Arbeitgeberin ist hier eine Luftverkehrsgesellschaft. Bei ihr besteht eine Personalvertretung (PV Kabine), für deren Rechte das Betriebsverfassungsrecht gilt.

 

Die PV Kabine beschloss, zwei ihrer Mitglieder für eine Woche im August 2021 zur Schulung "Betriebsverfassungsrecht Teil 1“ in Potsdam zu entsenden. Die Mitglieder wohnen im Rheinland, konnten aber per Flugzeug der Arbeitgeberin auf nicht von Kunden gebuchten Plätzen reisen.

 

Arbeitgeberin weigert sich, die Kosten zu tragen

 

Es verblieben Übernachtungs- und Verpflegungskosten von rund 1.300 €, die die Arbeitgeberin nicht tragen wollte. Die beiden Mitglieder der PV Kabine hätten an einem kostengünstigeren Webinar mit identischem Schulungsinhalt teilnehmen können, hieß es. Außerdem hätte es im näheren Einzugsgebiet kostengünstigere Präsenzseminare gegeben.

 

PV Kabine musste sich nicht auf ein Webinar verweisen lassen

 

Die PV Kabine hingegen wollte sich nicht auf ein Webinar verweisen lassen. Das musste sie auch nicht, entschied das Landesarbeitsgericht Düsseldorf (LAG).

 

Arbeitgeber haben die Kosten zu tragen, die anlässlich der Teilnahme eines Betriebsratsmitglieds an einer Schulungsveranstaltung nach § 37 Abs. 6 BetrVG entstanden sind. Voraussetzung ist, dass das bei der Schulung vermittelte Wissen für die Betriebsratsarbeit erforderlich ist. Das LAG bejahte hier die Erforderlichkeit.

 

PV Kabine hat bei der Seminarauswahl einen Spielraum, um die Qualität zu bewerten

 

Bei der Prüfung der Erforderlichkeit habe die Personalvertretung zwar die betriebliche Situation und die mit dem Besuch der Schulung verbundenen finanziellen Belastungen der Arbeitgeberin zu berücksichtigen. Allerdings sei ihr bei der Seminarauswahl ein Beurteilungsspielraum zuzugestehen, so das LAG.

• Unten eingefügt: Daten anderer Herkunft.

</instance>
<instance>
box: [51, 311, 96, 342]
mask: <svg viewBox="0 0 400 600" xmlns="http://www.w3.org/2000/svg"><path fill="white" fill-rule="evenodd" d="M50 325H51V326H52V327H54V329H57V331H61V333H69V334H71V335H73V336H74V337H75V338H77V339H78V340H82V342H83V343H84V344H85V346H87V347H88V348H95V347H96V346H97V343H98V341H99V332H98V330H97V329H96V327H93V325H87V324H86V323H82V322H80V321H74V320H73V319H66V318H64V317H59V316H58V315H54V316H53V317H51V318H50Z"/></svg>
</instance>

Nur, wenn mehrere gleichzeitig angebotene Veranstaltungen nach Ansicht der PV Kabine innerhalb dieses Beurteilungsspielraums als qualitativ gleichwertig anzusehen seien, komme es in Betracht, die Kostentragungspflicht der Arbeitgeberin auf die Kosten des preiswerteren Seminars zu beschränken.

 

Inhaltgleiches Webinar mit einer Präsenzveranstaltung qualitativ vergleichbar?

 

Die PV Kabine war der Meinung, dass der Lerneffekt im Rahmen einer Präsenzveranstaltung deutlich höher ist als bei einem Webinar. Diese Einschätzung sei nicht zu beanstanden, sagt das LAG und halte sich im Rahmen des Beurteilungsspielraums, der der Personalvertretung zustehe.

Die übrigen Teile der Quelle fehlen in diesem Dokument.